Modern administration is the process of applying best practices based on new practices and approaches that allow a better adaptation to the changes that are taking place in the social and economic environment of organizations, ceasing to use traditional administration practices.

To begin with, modern administration began in the 1890s with the contributions of Frederick Taylor, who proposed that to improve productivity levels, tasks should be simplified.

Taylorism

This was in contrast to the traditional idea of ​​forcing people to work harder to maximize work output.

It should be noted that in modern administration all planning, organization, direction and control activities must involve an adequate interconnection of human relations and time to achieve the objectives established within an organization.

As a consequence, modern administration processes can be applied to a broader and more complex context, for that reason it is used in companies, religious institutions, educational institutions and social organizations.

Modern administration

Modern management tools

The most important tools of modern administration are:

1. Reengineering

On the other hand, reengineering consists of carrying out a review of the processes in order to make them more efficient. When carrying out the analysis and redesign of the processes, it is sought to achieve significant improvements in the scope of costs, in the quality of the products, the speed of delivery and the service.

In other words, reengineering aims to obtain more and better results with the use of fewer resources. The objective of the organizations that apply it is to carry out a radical review and redesign of all processes, seeking to achieve significant improvements in the measurement of results.

2. Total quality

Likewise, the total quality approach aims to achieve an improvement in the quality and performance of organizations, to achieve maximum customer satisfaction.

However, total quality does not apply only to the production of goods and services that are offered to the customer. The principles of quality management apply to all activities and people that are part of an organization.

For this, all the functions and processes that are related to quality are integrated, so all the quality measures used by companies are controlled. These measures are quality of management and performance, quality of control and maintenance, quality improvement and quality assurance.

3. Outsourcing

For its part, outsourcing is the process in which an organization hires external companies to carry out any of its activities.The subcontracted company carries out certain activities that add value to the company that hires it, since they specialize in it and that means that it is carried out at a lower cost and with the same or better quality.

4. Empowerment

Instead, empowerment consists of delegating a certain level of power and authority to subordinates. In this process, functions are delegated to subordinates in order to allow them to have a greater degree of participation, so that they are especially involved in the decision-making of the company. In this way, leaders concentrate their efforts on key tasks of the organization.

5. Benchmarking

Benchmarking allows making comparisons and measurements of an organization's operations and processes. This comparison and measurement can be internal when carried out within the different departments and units that make up the organization. The external form is done in front of another company or organization that is considered a leader in the market.

The idea is to compare yourself with the most efficient competitors on the market in order to improve the operations and processes of the company, learning from the best.

6. 5´S

In contrast, this practice seeks to achieve the integral maintenance of a company, including the equipment, machinery, infrastructure and the work environment.
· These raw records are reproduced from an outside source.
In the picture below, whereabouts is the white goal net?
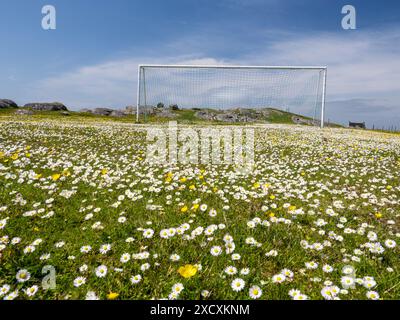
[137,65,327,126]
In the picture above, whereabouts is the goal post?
[136,64,327,128]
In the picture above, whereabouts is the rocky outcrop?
[92,108,114,116]
[15,109,33,116]
[24,102,68,111]
[110,110,126,118]
[0,99,18,109]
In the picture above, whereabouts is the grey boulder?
[92,108,114,116]
[0,99,18,109]
[24,102,68,111]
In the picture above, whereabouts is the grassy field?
[0,114,400,300]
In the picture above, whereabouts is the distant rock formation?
[15,109,33,116]
[0,99,18,109]
[24,102,68,111]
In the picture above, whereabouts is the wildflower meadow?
[0,117,400,300]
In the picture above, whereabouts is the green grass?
[0,115,400,299]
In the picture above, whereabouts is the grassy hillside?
[0,107,340,127]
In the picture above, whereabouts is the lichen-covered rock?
[15,109,33,116]
[0,99,18,109]
[110,110,126,118]
[92,108,114,116]
[24,102,68,111]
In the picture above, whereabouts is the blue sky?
[0,0,400,127]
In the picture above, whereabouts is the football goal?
[136,65,327,127]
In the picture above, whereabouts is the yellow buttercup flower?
[107,292,119,300]
[178,264,197,279]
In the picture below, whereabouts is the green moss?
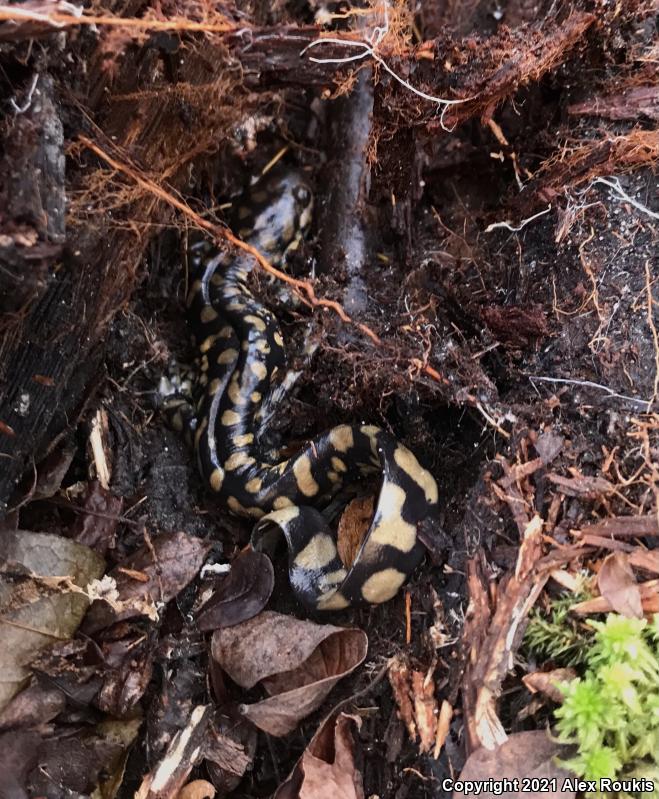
[555,614,659,797]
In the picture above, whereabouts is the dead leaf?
[30,638,104,707]
[522,669,577,704]
[629,547,659,574]
[387,657,417,741]
[29,730,123,799]
[387,657,439,753]
[453,730,576,799]
[273,713,364,799]
[570,580,659,616]
[196,549,275,632]
[204,713,257,796]
[0,679,66,731]
[432,699,453,760]
[336,496,375,568]
[83,533,212,635]
[0,730,41,799]
[547,472,616,499]
[176,780,215,799]
[96,628,156,717]
[597,552,643,619]
[70,481,124,555]
[135,705,211,799]
[0,530,105,710]
[211,611,368,735]
[32,442,76,500]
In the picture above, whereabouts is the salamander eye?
[293,186,311,207]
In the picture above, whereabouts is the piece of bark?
[135,705,212,799]
[0,73,65,316]
[567,85,659,121]
[317,68,374,316]
[579,513,659,538]
[597,552,643,619]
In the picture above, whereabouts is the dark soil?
[0,0,659,799]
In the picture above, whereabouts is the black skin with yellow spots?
[161,170,437,610]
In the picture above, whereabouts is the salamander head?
[238,168,313,262]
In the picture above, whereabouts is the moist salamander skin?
[161,169,438,610]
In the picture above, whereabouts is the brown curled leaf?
[453,730,576,799]
[211,611,368,735]
[522,669,577,704]
[196,549,275,632]
[69,481,124,555]
[273,713,364,799]
[83,533,211,635]
[204,712,257,796]
[0,530,104,709]
[135,705,212,799]
[336,496,375,568]
[597,552,643,619]
[176,780,215,799]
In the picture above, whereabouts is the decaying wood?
[319,69,374,314]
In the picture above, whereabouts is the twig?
[526,375,648,408]
[9,72,39,116]
[300,6,478,133]
[645,258,659,413]
[588,178,659,219]
[485,203,551,233]
[78,135,386,344]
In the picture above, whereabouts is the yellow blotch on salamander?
[394,444,438,504]
[293,455,320,497]
[329,424,355,452]
[316,591,350,610]
[224,452,256,472]
[227,497,265,519]
[295,533,337,570]
[227,372,245,406]
[185,280,201,308]
[217,348,238,366]
[249,361,268,380]
[362,569,406,605]
[209,466,224,491]
[199,305,217,324]
[368,484,416,552]
[244,314,265,333]
[245,477,263,494]
[199,335,217,353]
[222,411,240,427]
[272,497,294,510]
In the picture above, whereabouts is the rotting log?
[0,29,360,513]
[0,4,648,509]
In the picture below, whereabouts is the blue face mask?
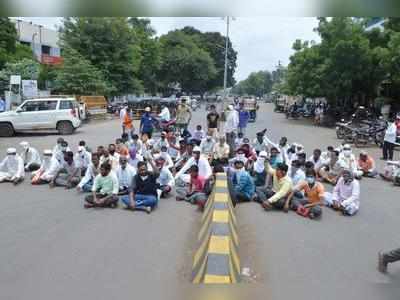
[306,176,315,184]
Classification, order, cleanliness, standardization and maintenance of discipline are based on five fundamental principles.
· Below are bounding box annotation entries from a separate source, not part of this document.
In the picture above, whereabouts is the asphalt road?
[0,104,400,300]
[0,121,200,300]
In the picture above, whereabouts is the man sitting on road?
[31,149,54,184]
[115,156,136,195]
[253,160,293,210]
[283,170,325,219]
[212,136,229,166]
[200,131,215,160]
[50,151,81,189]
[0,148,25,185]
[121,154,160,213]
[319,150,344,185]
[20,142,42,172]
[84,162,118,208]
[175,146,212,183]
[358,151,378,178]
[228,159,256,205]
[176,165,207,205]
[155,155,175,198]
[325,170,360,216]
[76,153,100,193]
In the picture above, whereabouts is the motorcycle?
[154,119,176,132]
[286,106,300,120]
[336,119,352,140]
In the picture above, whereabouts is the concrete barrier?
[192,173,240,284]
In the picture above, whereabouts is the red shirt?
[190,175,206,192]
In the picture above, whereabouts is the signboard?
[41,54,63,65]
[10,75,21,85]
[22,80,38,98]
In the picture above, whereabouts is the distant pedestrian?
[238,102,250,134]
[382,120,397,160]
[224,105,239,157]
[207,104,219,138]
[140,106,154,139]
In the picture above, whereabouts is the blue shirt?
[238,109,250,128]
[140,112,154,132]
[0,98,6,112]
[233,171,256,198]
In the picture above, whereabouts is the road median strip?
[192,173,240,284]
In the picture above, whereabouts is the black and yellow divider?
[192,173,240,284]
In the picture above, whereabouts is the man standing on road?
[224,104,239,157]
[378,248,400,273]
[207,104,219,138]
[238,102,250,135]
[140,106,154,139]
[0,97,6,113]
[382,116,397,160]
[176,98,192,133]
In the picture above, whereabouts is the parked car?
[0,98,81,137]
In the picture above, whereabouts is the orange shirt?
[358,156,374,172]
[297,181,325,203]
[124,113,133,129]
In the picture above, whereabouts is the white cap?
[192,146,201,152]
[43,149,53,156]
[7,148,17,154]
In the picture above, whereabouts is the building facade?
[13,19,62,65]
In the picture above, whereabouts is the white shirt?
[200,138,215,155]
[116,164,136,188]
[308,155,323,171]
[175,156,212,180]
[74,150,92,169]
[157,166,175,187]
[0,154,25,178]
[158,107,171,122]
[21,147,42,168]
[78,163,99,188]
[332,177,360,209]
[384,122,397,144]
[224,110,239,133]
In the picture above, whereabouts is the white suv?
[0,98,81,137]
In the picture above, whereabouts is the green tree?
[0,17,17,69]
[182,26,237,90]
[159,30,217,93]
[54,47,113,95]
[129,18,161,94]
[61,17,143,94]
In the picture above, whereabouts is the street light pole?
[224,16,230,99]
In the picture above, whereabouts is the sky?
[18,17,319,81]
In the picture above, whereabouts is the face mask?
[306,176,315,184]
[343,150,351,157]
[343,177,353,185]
It is a simple and effective practice that manages to obtain quality improvements, the reduction of downtime and the reduction of costs.

7. Just in time

Certainly, just in time is a method that organizes production. This organization is done through planning and control of production in order to produce the products that are needed in the quantity and at the exact time.

This method also has positive effects on human resource performance, manufacturing system, product design, maintenance system, and quality.
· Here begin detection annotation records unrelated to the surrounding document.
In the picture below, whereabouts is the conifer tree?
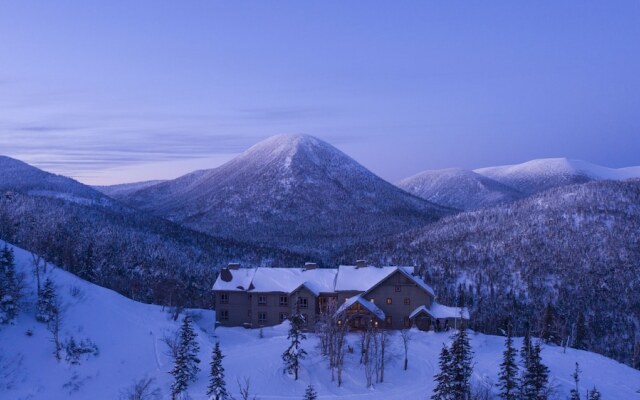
[170,314,200,399]
[36,278,58,323]
[522,343,549,400]
[569,363,580,400]
[304,385,318,400]
[498,329,518,400]
[207,342,229,400]
[0,243,21,324]
[431,344,453,400]
[282,313,307,380]
[587,386,602,400]
[450,328,473,400]
[573,312,587,350]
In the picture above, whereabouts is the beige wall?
[364,272,433,329]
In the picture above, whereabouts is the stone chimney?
[356,260,369,268]
[304,262,318,271]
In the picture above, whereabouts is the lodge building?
[213,261,469,330]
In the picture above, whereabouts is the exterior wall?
[215,291,251,326]
[289,286,320,329]
[251,292,291,328]
[364,272,433,329]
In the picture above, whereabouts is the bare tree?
[120,377,162,400]
[400,329,413,371]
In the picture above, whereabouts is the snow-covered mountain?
[93,180,165,197]
[110,135,452,253]
[398,168,523,210]
[474,158,640,194]
[0,158,308,305]
[348,179,640,367]
[0,242,640,400]
[0,156,115,206]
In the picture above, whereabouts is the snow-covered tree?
[36,278,58,323]
[207,342,229,400]
[450,328,473,400]
[170,314,200,399]
[0,243,22,324]
[431,344,453,400]
[498,329,518,400]
[304,385,318,400]
[522,343,549,400]
[282,313,307,380]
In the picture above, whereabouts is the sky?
[0,0,640,184]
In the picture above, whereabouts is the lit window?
[298,297,309,308]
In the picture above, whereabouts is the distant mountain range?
[102,135,455,257]
[398,158,640,210]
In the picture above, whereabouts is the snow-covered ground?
[0,242,640,400]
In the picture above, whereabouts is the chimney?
[304,262,318,271]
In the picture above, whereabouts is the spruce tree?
[431,344,453,400]
[573,312,587,350]
[207,342,229,400]
[522,343,549,400]
[0,243,20,324]
[540,303,556,343]
[587,386,602,400]
[498,329,518,400]
[569,363,580,400]
[170,314,200,399]
[450,328,473,400]
[304,385,318,400]
[36,278,58,323]
[282,313,307,380]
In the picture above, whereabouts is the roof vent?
[220,268,233,282]
[356,260,368,268]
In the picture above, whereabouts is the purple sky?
[0,0,640,184]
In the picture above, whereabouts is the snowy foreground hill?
[0,242,640,400]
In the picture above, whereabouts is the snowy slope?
[474,158,640,194]
[0,239,640,400]
[398,168,523,210]
[111,135,452,252]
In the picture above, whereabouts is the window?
[298,297,309,308]
[258,311,267,322]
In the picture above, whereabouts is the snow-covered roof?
[213,268,337,295]
[335,265,435,296]
[335,295,385,321]
[213,268,256,291]
[409,301,469,319]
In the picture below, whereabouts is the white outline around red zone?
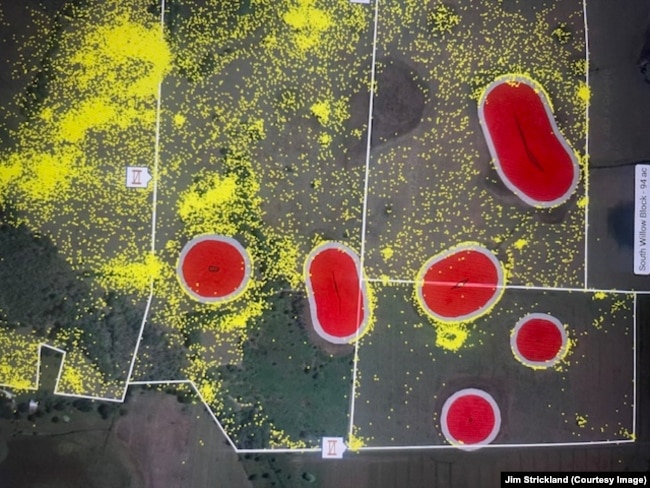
[0,0,636,454]
[415,243,505,322]
[478,75,581,208]
[510,312,569,368]
[176,234,252,304]
[303,241,370,344]
[440,388,501,451]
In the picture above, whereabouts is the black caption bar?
[501,472,650,488]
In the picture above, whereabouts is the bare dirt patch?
[115,390,249,488]
[372,58,425,144]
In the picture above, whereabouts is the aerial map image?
[0,0,650,488]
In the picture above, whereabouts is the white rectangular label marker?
[321,437,347,459]
[634,164,650,275]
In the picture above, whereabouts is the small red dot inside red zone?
[516,318,562,362]
[182,239,246,298]
[447,394,495,444]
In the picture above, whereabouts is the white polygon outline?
[304,242,371,344]
[478,74,580,208]
[348,0,379,438]
[510,312,569,369]
[440,388,501,451]
[582,0,591,288]
[416,243,505,322]
[176,234,251,304]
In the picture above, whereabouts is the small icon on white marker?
[126,166,151,188]
[321,437,347,459]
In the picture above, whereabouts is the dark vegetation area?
[0,204,178,381]
[218,293,352,448]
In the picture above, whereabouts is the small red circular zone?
[441,388,501,449]
[306,243,367,343]
[510,313,567,367]
[419,246,503,321]
[178,236,249,301]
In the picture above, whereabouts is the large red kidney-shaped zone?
[416,244,504,322]
[305,242,369,344]
[510,313,568,368]
[440,388,501,450]
[479,76,579,207]
[177,235,250,303]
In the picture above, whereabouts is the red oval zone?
[447,394,495,444]
[479,78,579,207]
[306,243,367,343]
[179,238,246,300]
[418,246,503,321]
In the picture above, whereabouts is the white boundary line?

In short, we have mentioned some of the most used practices and methods in modern administration, but they are not the only ones, there are many more such as coaching, downsizing, E-commerce, Seven »S » by Mckinsey, among some of the many that can be mentioned.

Modern management tools

Finally, we can say that all these modern management practices have the common goal of improving the efficiency of organizations. Looking in an alternative way to reduce production costs and increase production levels. All these practices allow a better adaptation to the changes and trends that occur in the social and economic environment.